Gary Stanley

Personal information
- Date of birth: 4 March 1954 (age 72)
- Place of birth: Burton upon Trent, England
- Position: Midfielder

Youth career
- 19xx–1971: Chelsea

Senior career*
- Years: Team / Apps / (Gls)
- 1971–1979: Chelsea / 109 / (15)
- 1979: Fort Lauderdale Strikers / 20 / (0)
- 1979–1981: Everton / 52 / (1)
- 1981–1984: Swansea City / 72 / (4)
- 1984–1986: Portsmouth / 47 / (1)
- 1986–1988: Wichita Wings (indoor) / 51 / (2)
- 1988–1989: Bristol City / 10 / (0)
- 1989-1990: Welton Rovers
- 1990-1991: Waterlooville

= Gary Stanley =

English footballer

Gary Stanley (born 4 March 1954) is an English former professional footballer who played as a midfielder in the Football League for Chelsea, Everton, Swansea City, Portsmouth and Bristol City.
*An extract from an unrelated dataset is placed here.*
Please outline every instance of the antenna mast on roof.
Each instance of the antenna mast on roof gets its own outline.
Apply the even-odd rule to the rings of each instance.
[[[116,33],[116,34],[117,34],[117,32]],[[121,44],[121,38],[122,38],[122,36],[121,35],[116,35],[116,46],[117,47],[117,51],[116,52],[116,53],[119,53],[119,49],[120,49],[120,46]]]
He also played in the North American Soccer League with Fort Lauderdale Strikers and in the Major Indoor Soccer League with Wichita Wings.

==Career==

Stanley started his career with Chelsea, where he turned professional in 1971 and made his league debut at the age of 21, on 16 August 1975 in a 2–1 defeat away to Sunderland in the Second Division. He helped the club to promotion to the First Division in the 1976–77 season, and remained with Chelsea until their relegation in 1979, when, after a summer in the NASL with Fort Lauderdale Strikers, he joined Everton for a fee of £300,000. He failed to show his Chelsea form with Everton, and moved on to Swansea City two years later for £150,000. Stanley won the Welsh Cup twice with Swansea, in 1982 and 1983, before spending two years with Portsmouth and three seasons in the MISL with the Wichita Wings. He returned to England in 1988 and spent a season with Bristol City before moving into non-league football with Waterlooville. After retiring as a player he worked for NTI Communications.